TOPSUMBAR – Sebelum Islam mencapai Sumatera Barat, masyarakat Minang hidup dengan pedoman alam sebagai guru,
menggali nilai-nilai yang diberikan alam untuk menjadikannya landasan hidup.
Kemudian, ketika agama Islam memasuki wilayah ini, ajarannya dengan mudah diterima karena sejalan dengan nilai-nilai yang telah dianut oleh masyarakat Minang.
Pada masa penjajahan Belanda, terjadi pertentangan yang dimanfaatkan Belanda untuk menciptakan perpecahan dalam masyarakat Minang, melahirkan Perang Paderi.
Untuk mengakhiri konflik ini, muncullah Piagam Bukik Marapalam atau Sumpah Sati Bukik Marapalam.

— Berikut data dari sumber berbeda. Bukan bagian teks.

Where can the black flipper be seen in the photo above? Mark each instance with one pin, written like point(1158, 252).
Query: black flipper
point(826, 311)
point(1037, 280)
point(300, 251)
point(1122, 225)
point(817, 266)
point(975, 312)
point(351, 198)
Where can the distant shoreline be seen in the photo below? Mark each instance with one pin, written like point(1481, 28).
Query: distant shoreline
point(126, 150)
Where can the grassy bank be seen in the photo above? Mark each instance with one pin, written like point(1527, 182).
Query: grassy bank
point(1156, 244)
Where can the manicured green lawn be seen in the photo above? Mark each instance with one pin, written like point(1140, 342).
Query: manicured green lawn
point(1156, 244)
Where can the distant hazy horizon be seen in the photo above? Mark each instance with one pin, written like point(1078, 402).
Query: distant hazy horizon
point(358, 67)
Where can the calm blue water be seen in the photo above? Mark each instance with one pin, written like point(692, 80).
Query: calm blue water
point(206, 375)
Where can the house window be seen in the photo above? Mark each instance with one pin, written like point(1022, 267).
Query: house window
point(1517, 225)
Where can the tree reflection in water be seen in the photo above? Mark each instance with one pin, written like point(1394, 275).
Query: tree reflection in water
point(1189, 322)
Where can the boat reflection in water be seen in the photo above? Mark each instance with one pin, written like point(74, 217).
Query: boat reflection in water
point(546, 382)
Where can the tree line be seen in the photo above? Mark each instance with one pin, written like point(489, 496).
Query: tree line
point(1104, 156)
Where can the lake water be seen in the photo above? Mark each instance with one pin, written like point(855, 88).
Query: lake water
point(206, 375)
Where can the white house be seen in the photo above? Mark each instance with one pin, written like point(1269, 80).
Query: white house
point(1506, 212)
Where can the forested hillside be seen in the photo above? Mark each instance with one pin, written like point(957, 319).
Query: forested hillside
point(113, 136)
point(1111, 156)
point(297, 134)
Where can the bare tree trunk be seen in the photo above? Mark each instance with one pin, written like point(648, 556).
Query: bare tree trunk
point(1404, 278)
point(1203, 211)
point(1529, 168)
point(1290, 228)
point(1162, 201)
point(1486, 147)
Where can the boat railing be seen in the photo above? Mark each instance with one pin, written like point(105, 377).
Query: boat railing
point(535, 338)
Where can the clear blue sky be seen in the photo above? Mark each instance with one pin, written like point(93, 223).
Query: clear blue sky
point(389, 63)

Perjanjian ini merupakan hasil kesepakatan antara pemuka agama dan adat Minang, melahirkan falsafah “Adat Basandi Syara’, Syara’ Basandi Kitabullah,”
yang menjadi landasan dalam kehidupan sosial, budaya, dan politik Minangkabau.
Sumpah Satie di Bukik Marapalam
“Sumpah Satie Bukik Marapalam” sendiri berasal dari istilah “setia, benar, atau sakti,” dan konon, sumpah ini diucapkan di puncak Bukit Marapalam, yang juga disebut Puncak Pato.
Nama ini berasal dari kata “Merapatkan Alam,” yang menggambarkan hubungan erat dengan alam Luhak nan Tigo.
Falsafah “Adat Basandi Syara’, Syara’ Basandi Kitabullah” menggambarkan perpaduan Islam dan adat di Minangkabau.